クール上司の甘すぎ捕獲宣言!
「ごめんな、香奈。妹があんな感じで」
二人きりになった車中で、小野原さんが謝ってきた。
「……いえ……なかなかパワフルな妹さんで……」
私は苦笑いで返す。
あんなに、全力で誰かに絡まれたのは、生まれて初めてだ。
「……朱音は、俺を唯一の家族だと思ってる節があって」
「……唯一……?」
「ああ。俺達の両親は六年前に他界してるんだ」
「え……?」
私は、小野原さんの方を見た。
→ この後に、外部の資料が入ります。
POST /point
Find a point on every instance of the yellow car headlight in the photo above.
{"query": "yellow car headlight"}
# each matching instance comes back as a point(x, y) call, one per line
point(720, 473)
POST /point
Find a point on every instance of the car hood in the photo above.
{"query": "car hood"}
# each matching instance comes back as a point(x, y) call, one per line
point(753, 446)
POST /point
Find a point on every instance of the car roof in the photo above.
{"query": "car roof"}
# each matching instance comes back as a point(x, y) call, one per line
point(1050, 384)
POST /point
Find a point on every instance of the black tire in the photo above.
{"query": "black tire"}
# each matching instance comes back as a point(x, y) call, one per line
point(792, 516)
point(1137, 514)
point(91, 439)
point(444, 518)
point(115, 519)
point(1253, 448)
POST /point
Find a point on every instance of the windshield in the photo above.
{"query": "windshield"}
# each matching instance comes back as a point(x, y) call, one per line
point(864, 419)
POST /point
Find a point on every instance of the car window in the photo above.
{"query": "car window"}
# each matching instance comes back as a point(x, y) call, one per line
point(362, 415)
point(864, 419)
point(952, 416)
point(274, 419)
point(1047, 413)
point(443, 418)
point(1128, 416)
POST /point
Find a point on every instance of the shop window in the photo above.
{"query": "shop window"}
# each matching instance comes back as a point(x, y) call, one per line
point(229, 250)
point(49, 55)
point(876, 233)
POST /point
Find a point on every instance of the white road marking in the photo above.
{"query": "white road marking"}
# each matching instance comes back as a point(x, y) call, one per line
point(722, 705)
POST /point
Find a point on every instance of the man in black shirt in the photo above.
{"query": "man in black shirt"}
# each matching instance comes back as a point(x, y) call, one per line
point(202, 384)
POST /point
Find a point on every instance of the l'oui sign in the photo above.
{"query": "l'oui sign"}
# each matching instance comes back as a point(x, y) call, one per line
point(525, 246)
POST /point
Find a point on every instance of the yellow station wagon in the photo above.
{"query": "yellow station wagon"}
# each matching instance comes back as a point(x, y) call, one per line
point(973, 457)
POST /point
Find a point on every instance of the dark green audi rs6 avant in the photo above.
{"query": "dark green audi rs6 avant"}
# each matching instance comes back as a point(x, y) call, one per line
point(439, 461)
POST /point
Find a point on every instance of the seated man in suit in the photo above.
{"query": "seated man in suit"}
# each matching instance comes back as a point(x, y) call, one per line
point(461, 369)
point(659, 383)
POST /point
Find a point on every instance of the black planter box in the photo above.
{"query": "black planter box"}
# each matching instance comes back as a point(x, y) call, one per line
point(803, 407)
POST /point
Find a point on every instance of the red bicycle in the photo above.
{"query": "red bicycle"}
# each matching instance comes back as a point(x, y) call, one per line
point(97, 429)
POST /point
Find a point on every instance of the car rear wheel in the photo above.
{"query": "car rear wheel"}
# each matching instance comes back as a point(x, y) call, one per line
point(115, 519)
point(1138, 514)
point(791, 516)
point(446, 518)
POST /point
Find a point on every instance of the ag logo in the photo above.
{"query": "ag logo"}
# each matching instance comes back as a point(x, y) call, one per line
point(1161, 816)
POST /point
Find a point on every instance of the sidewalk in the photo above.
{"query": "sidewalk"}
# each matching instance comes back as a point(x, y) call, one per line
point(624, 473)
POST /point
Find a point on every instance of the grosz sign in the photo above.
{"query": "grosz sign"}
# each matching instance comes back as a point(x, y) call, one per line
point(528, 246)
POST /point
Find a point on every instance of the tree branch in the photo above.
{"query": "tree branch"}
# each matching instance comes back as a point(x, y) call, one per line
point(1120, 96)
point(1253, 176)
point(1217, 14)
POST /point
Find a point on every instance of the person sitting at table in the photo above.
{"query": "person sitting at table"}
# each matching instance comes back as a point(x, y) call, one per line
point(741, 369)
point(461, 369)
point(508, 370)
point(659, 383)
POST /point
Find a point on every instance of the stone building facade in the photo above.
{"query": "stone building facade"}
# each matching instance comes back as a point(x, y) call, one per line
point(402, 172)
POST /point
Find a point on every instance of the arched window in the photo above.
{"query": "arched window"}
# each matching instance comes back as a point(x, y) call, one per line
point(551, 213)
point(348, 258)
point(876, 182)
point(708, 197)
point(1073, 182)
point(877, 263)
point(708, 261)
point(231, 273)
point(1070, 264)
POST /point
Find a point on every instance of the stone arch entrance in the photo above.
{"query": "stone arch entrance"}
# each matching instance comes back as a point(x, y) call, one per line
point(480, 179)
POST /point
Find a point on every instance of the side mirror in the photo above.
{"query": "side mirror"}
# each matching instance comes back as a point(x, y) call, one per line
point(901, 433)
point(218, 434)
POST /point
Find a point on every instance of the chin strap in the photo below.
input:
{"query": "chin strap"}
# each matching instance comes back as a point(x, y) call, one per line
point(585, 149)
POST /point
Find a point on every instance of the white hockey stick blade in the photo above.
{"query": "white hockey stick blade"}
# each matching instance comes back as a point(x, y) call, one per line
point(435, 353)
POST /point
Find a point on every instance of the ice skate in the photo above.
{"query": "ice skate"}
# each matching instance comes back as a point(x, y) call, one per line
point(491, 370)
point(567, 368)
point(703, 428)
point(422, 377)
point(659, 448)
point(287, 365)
ハンドルを握って前方を向いたままの小野原さんの顔は、いつも通りだ。
「あの……ごめんなさい……」
「何で香奈が謝るんだ?俺が話し始めたことなんだから、気にしなくていい」
小野原さんは、左手を私の頭にポンッと軽く乗せた。……大きくて、温かい手……。
「交通事故だった。両親の死後は、叔父夫婦が親代わりになってくれたんだ。叔父のところには子供がいなかったから」
赤信号で、停車する。
「俺はもう、その時社会人だったし、自分の中で気持ちの整理が出来たが、朱音はその頃、中学生で思春期真っ只中というか……叔父夫婦にも随分、反発したみたいだ」
「……そうだったんですか……」
「だけど、今はもうそんなわだかまりも無くなって、叔父夫婦を実の親みたいに慕って、大事にしてるよ。本当は素直で優しい子なんだ」
信号が青に変わって、再び発車した。
「でも、俺のこととなると、時々あんな風になることがあって。やっぱり心のどこかで、家族は俺だけだ、と思ってるのかもしれないな」
……そうか。あの気の強さは、朱音さんの寂しさの表れなのかもしれない。勝手に、ブラコン妹、とか思っちゃって、悪かったな……。